Melihat raut wajah Lala, seperti tahu apa yang dia pikirkan, kakeknya mulai bercerita tentang kisah pemuda yang memiliki ibu seorang anak kyai terkemuka dan ayah seorang anak dari begal yang sangat ditakuti dan disegani di seluruh kota. Meski kisah ini sangat panjang Lala mendengarkan kisah kakeknya hingga akhir kisah, bahwa pemuda tersebut akhirnya membawa usaha gelap ayahnya menjadi hal baik yang besar tanpa mengubah inti sari usahanya.
Hari-hari Lala di kabupaten sebelah terasa lebih hidup setelah mendengar kisah dari kakeknya. Dia mulai membuka diri, memaafkan dan menerima perubahan dalam dirinya. Lala bertekad akan tetap melakukan hal-hal yang dia inginkan dengan dirinya yang telah baru. Seorang yang telah berfikir bahwa perginya adalah untuk kembali.
Biografi Penulis:
Zahra Maknuna (biasa dipanggil Una oleh keluarganya) lahir pada tanggal 20 Oktober 2003 di Purbalingga, Jawa Tengah. Anak terakhir dari dua bersaudara. Ayahnya bernama Sukar dan ibunya bernama Nani.
Una saat ini aktif sebagai mahasiswa di Universitas Islam Negeri Prof.

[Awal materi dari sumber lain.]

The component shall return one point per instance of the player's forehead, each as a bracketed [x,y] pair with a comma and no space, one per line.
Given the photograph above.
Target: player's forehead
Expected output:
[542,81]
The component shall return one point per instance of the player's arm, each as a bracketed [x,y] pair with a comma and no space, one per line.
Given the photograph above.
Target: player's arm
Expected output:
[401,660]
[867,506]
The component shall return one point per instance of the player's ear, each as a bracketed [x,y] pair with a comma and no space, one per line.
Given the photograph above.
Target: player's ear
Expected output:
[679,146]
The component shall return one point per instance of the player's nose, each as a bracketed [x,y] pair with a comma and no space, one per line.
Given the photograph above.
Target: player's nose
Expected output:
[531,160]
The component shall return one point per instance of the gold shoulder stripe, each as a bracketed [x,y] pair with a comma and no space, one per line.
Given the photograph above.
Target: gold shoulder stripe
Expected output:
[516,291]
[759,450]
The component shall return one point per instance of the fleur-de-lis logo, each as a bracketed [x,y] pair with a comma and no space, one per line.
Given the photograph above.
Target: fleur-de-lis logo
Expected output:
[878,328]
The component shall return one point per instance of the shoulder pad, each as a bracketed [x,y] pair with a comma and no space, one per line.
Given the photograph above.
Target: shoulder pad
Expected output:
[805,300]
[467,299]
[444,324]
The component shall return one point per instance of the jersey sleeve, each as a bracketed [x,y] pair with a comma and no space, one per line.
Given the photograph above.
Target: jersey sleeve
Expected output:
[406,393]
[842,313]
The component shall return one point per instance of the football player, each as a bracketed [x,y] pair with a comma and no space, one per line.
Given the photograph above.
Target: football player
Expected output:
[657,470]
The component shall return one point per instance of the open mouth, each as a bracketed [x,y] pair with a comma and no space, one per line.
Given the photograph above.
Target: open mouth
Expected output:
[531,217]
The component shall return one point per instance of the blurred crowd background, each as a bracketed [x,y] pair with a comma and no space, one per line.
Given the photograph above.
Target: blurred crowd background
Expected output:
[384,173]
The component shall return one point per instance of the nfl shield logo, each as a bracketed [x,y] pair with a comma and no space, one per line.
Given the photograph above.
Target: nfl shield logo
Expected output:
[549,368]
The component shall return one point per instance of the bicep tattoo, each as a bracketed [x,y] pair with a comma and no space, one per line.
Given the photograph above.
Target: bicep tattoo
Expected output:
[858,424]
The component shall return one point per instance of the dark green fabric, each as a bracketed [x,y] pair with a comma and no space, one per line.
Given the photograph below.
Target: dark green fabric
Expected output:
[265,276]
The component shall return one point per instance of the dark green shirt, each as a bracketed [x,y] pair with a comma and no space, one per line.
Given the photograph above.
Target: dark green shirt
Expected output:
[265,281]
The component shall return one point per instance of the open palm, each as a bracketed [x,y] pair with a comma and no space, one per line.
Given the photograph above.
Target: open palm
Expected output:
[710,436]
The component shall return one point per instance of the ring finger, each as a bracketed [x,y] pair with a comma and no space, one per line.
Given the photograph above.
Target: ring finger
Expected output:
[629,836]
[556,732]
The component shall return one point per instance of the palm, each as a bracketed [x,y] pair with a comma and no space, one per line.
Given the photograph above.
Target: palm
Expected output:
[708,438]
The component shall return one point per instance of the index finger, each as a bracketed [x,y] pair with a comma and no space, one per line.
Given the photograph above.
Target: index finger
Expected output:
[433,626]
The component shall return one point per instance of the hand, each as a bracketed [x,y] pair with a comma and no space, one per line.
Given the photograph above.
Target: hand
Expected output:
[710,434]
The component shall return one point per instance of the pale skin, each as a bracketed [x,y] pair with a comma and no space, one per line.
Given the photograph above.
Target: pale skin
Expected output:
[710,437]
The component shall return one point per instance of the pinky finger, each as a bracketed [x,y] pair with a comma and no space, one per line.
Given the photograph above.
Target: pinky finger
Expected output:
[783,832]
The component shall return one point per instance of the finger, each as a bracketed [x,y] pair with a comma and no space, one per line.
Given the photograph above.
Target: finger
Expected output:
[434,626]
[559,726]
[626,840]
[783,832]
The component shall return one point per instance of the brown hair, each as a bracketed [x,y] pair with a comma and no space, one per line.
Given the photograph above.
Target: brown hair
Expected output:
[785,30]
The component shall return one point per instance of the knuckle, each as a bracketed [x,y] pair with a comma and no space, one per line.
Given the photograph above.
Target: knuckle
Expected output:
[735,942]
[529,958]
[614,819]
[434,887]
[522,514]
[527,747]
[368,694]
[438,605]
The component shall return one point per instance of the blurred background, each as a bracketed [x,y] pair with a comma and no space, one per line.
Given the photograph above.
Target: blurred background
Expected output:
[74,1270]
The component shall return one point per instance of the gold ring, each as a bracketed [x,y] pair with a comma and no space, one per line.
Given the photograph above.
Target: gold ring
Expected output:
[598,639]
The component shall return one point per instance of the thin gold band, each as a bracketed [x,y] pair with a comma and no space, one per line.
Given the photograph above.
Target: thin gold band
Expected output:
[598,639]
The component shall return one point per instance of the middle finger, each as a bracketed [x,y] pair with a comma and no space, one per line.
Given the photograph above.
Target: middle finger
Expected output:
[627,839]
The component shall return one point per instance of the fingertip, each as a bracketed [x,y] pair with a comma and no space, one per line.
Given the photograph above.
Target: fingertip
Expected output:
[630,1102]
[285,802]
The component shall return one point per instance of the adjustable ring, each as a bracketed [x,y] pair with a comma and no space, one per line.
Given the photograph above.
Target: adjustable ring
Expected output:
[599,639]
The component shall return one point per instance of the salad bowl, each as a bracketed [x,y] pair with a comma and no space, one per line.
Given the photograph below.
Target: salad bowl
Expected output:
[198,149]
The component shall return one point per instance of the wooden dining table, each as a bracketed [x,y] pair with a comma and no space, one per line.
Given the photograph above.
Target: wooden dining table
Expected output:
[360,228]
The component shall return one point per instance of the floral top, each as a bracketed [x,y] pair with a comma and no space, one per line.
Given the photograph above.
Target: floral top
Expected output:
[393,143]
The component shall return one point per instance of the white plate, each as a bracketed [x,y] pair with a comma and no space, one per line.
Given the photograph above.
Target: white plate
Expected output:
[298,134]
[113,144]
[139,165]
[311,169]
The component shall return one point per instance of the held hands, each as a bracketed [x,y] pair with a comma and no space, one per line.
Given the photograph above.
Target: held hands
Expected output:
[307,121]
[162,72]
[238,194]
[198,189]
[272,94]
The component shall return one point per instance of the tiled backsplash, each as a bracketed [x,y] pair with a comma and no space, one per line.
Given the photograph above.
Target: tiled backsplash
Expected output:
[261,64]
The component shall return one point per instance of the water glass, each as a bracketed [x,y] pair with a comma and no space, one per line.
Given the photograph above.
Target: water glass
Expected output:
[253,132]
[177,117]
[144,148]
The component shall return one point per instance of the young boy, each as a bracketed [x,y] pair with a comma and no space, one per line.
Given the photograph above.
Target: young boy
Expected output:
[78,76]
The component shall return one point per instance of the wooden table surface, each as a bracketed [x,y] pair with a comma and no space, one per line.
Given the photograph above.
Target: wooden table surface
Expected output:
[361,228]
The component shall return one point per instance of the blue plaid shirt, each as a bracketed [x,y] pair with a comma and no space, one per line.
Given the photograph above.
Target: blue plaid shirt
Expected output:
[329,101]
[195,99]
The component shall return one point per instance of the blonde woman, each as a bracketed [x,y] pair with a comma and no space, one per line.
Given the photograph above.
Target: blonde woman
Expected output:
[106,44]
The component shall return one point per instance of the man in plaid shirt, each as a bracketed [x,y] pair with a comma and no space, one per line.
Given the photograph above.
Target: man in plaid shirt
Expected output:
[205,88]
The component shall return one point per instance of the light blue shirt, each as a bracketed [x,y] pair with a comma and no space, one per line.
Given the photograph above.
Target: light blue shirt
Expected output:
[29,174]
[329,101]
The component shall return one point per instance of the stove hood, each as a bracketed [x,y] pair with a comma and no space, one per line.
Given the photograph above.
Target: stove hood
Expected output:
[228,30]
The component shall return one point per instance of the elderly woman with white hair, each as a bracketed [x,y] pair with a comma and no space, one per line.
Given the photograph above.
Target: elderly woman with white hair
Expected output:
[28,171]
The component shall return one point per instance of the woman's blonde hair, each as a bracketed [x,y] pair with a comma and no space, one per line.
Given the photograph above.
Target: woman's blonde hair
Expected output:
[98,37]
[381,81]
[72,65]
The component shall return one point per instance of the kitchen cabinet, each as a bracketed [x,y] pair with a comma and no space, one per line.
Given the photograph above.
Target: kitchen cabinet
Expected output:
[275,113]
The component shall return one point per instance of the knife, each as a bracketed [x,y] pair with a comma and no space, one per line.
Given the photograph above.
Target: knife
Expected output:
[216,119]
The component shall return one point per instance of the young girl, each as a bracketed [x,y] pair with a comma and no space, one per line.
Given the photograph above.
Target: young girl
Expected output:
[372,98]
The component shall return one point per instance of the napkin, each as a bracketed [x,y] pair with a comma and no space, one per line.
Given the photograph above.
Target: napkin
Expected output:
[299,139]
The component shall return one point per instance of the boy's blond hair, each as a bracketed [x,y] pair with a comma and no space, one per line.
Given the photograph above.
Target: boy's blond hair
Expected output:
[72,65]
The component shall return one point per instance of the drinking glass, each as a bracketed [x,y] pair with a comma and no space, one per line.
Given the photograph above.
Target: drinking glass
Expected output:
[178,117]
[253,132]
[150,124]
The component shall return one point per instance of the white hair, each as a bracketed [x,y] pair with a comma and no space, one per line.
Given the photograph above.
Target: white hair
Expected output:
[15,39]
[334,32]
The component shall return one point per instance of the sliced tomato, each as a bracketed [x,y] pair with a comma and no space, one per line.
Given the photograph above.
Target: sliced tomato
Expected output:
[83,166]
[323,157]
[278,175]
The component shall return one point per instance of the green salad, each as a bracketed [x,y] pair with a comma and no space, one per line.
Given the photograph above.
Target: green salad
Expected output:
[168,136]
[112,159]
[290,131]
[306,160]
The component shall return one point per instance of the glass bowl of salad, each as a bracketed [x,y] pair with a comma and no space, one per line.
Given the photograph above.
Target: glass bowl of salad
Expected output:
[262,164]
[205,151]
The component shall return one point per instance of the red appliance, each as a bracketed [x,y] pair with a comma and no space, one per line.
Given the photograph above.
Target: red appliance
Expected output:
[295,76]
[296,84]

K. H. Saifuddin Zuhri dengan program studi Pendidikan Agama Islam, sekaligus menjadi santri Pesantren Mahasiswa An-Najah.
Pendidikan paling awal yang Una jalani adalah Taman Kanak-Kanak, di TK Pertiwi 2 Adiarsa. Kemudian melanjutkan di SD Negeri 2 Adiarsa. Jenjang selanjutnya ia berpindah ke dusun sebelah, di SMP Negeri 1 Kertanegara. Kemudian lebih jauh lagi, untuk ke jenjang selanjutnya Una harus melewati satu kecamatan, yaitu di SMA Negeri 1 Bobotsari.